Filed under: music»artists»nin

Album Review: With Teeth

For three minutes, With Teeth had me worried. The first track, "All the Love in the World," begins like an outtake from The Fragile: staggered synth beat, wandering piano, reserved vocals. Trent Reznor's voice cracks in the first verse, then recovers. Gradually, the song grows until it's good, but not great. And then, almost exactly at 3:13, the bottom drops out. The extra noises vanish, the piano reverts to power chords, and the synth beat is replaced by a classic cheesy NIN kick, pounding out quarter notes. Reznor reemerges vocally, stronger, surrounded by a chorus of thousands. It's like watching Keanu Reeves walk into the lobby of the Matrix for the first time.

At that moment, I knew that With Teeth was going to be just fine.

What you need to understand about With Teeth is that it is a collection of singles. I have a personal rule about NIN CDs: I never shuffle them. On the last two full releases, The Downward Spiral and The Fragile, the songs are part of a cohesive whole, blending from one to another. The Fragile in particular uses instrumentals to move between songs, changing moods, tempos, and styles. With Teeth doesn't do any of that. It's not a concept album, and it's easier to listen to, although perhaps less ultimately rewarding.

That being said, there's hardly a bad song here, no matter what order you play them in. Reznor isn't taking any huge steps forward technically, but he sounds absolutely comfortable with the tools at his disposal, and it lets him stretch out sonically. Tracks like "The Line Begins to Blur", "Every Day Is Exactly The Same," and "Getting Smaller" are vintage NIN, with heavy distortion and vocals wrapped around a complicated but ultimately danceable beat. They're great, but it's oddballs like "Sunspots" and "With Teeth" that stand out. The former sounds like the Pixies run through a blender, and the latter struts monstrously through the overpronounced but oddly catchy chorus ("uh-WITH-uh-TEETH-ah!").
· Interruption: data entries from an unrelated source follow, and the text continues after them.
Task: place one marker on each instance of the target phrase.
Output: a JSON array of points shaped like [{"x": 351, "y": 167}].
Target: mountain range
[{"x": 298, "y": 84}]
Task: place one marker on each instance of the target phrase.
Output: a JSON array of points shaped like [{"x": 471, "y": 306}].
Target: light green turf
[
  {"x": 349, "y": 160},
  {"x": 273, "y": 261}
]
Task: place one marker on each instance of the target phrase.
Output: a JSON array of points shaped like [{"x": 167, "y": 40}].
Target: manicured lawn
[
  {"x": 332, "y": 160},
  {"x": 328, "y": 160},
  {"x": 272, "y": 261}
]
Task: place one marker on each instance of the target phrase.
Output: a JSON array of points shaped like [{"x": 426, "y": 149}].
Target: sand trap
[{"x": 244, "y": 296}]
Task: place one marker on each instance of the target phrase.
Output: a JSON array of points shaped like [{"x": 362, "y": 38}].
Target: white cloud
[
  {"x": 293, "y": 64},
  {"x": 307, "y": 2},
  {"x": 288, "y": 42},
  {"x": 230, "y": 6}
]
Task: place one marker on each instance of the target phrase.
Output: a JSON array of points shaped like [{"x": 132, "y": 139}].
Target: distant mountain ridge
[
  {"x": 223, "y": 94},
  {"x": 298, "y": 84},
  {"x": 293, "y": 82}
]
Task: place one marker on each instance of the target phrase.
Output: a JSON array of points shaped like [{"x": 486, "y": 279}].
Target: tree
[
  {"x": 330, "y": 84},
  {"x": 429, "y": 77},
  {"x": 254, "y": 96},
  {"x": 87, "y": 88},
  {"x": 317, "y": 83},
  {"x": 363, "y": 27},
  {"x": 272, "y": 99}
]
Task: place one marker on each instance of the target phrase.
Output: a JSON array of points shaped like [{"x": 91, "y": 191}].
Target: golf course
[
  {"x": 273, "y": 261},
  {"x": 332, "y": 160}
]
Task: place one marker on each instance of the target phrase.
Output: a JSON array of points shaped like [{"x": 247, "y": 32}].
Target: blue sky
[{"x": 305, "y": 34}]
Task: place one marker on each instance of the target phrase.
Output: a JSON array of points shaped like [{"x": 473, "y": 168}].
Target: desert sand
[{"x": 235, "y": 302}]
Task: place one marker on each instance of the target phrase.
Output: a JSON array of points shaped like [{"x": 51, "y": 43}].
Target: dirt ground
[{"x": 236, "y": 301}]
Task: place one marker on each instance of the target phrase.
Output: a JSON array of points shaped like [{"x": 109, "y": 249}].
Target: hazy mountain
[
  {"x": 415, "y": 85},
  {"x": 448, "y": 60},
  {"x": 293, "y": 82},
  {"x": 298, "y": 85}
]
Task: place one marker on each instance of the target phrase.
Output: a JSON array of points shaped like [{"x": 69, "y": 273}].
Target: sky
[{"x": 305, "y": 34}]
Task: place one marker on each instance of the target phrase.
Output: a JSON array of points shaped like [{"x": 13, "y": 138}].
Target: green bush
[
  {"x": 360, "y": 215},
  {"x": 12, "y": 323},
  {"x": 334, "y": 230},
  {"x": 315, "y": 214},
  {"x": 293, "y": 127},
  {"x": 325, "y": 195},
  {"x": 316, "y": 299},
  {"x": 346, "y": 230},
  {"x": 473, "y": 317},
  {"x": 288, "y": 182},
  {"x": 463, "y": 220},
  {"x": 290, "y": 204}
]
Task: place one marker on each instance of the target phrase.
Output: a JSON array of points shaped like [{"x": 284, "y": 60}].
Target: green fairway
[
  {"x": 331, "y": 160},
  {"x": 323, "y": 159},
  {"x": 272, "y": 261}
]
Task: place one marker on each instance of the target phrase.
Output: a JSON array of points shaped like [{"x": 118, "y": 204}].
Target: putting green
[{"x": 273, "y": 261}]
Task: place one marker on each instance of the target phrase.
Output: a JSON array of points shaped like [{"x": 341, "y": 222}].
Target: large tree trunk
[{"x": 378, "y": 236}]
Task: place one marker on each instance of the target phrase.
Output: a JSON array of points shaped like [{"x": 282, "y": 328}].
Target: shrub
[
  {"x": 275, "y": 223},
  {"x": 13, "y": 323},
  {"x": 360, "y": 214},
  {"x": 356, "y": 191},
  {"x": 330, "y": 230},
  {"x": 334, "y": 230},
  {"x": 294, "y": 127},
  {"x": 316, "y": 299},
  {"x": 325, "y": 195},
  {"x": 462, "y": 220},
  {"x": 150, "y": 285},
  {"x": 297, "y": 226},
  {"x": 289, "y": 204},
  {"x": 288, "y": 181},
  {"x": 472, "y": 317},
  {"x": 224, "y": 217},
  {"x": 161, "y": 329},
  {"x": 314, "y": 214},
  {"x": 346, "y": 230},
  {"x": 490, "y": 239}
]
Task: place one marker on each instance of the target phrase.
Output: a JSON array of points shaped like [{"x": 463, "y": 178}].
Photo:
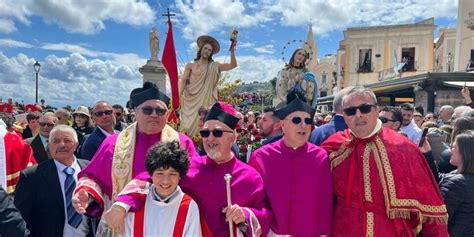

The radio single, "The Hand That Feeds," has grown on me with repeated listenings. Its rhyming dictionary chorus is its weakest link and a throwback to Reznor's sometimes clumsy writing skills, but the rest of the song is solid, enjoyable industrial pop.

By far my favorite song on With Teeth is it's most unique offering, "Only." The drumbeat is funky even by NIN standards, and it's got one of those two-note basslines that induce chronic toe-tapping. But it's the lyrics and their delivery that cracks me up, since Reznor speaks his lines like some sort of manic beat poet.

i'm becoming less defined
as days go by
fading away
well, you might say i'm losing focus
kind of drifting
into the abstract
in terms of how i see myself
I wouldn't say that it's upbeat, because this is still Nine Inch Nails, but it's definitely a little off-kilter--in a good way. It feels like Reznor has accepted the grim subject matter of his work, but he's able to find fresh angles from which to view it. In fact, that's a pretty good description of With Teeth as a whole. I understand that Reznor went clean while making this album, and there's a resulting air of self-awareness throughout. The music is still dark, but With Teeth explores that darkness instead of just wallowing in it.

The weakest points of the CD are songs that don't take advantage of Reznor's new range. "You Know What You Are?" and "The Collector" almost stall With Teeth after "All the Love in the World" as solid but unremarkable NIN. They could easily be tracks from The Downward Spiral or Broken. Besides that, it's hard for me to find much fault here. The production is, of course, flawless, and the DVD side of the dual-disc format offers a "Hand That Feeds" music video and a 5.1 mix, which is very nice. The lack of a theme means that With Teeth may not hold up as well as previous NIN releases in the long run, but that's not the intention. Instead, it's a great set of songs collected for shorter listening times. Fans of Reznor's work should definitely pick it up.

One last note: the dual-disc version may have some decent features, but it also doesn't always play nice with various CD and DVD players. My car unit (a cheap Panasonic) and home computer optical drive (some bizarre Korean import technology bought on a whim) handle it just fine, but the Dell computers at work don't like it. They refuse to even see the CD side, and have trouble reading the DVD side. If you have a choice, and you don't plan on listening to it in a 5.1 setup, see if a copy on standard CD exists. The extras aren't worth the hassle.